Almost everyone needs a lump of cash sometime, whether to buy a car, pay college tuition, make a down payment on a house or pay off a pile of bills or credit card debt. But many investors overlook one of the best and least-expensive sources: borrowing on “margin” and using stocks, bonds or mutual funds as collateral.
With stocks producing fat returns during the past few months, and with risks appearing to diminish as the recession winds down, margin accounts look appealing. Many charge rates of 7% to 8.5% for loans of less than $100,000, and even less for bigger amounts. It’s a lot better than you can do with a credit card. (Use the shopping tool to see card rates.)
For most investors, interest paid on margin loans is tax deductible. And by borrowing against your investments instead of selling them to raise cash, you can benefit if the market keeps going up. Unlike a home equity loan, there are no closing costs or application fees on a margin account.
Margin accounts can present serious risks, but those can be kept under control by keeping loans small relative to the assets you use as collateral.
Margin accounts are set up through your broker, and you’ll have to fill out a questionnaire to show you can handle the risks and understand them. These are revolving-credit accounts, allowing you to borrow any amount up to your limit and pay it back on your own schedule.
In fact, you generally don’t have to make any payments, as interest can be added to your loan amount. That’s not something to do routinely, as the interest on interest will snowball, but it’s a nice option if you have a bad month. Interest rates float according to market conditions.

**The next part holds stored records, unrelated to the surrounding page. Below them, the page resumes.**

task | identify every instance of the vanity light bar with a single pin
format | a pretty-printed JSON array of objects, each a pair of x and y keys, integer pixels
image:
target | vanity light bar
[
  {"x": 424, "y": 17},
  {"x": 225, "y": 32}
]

There are two loan limits. The first is for loans used to buy more securities in the same account. Generally, the loan amount is limited to half the price paid. The math gets tricky, because securities bought on margin are added to collateral in the account. So brokerages like Charles Schwab (Stock Quote: SCHW) Merrill Lynch (Stock Quote: BAC) and others keep a constant online tally of your loan limits. Typically, you can borrow enough to double the size of your account.
The second limit applies to cash loans that are not used to buy more marginable securities, and therefore will not add new collateral to the account. This limit is lower, typically less than half what you could borrow to buy securities. Once the loan is made, you are subject to a “maintenance margin” that limits the size of your loan relative to the value of the securities in the account. Many firms have a 30% or 40% requirement.
The Securities and Exchange Commission has a good example of how this works. If you started with $8,000 in cash and securities in your account, you might borrow $8,000 to buy securities, increasing the value of your holdings to $16,000. If the value of the securities dropped to $12,000, your “equity,” the value of assets minus the $8,000 loan, would be $4,000. If the firm had a 40% margin requirement, your equity could not fall below $4,800, which is 40% of $12,000.
When equity falls below the minimum, the broker issues a “margin call” requiring that you add cash or securities to raise your equity. If you don’t do this immediately, the broker will sell some of your holdings to pay down the debt. Obviously, this is an unwelcome move, as no one wants to sell when prices are depressed. But you can avoid this problem by keeping the loan amount small. If you borrowed just $25,000 on an account worth $100,000, you wouldn’t face a margin call even if the account lost half its value.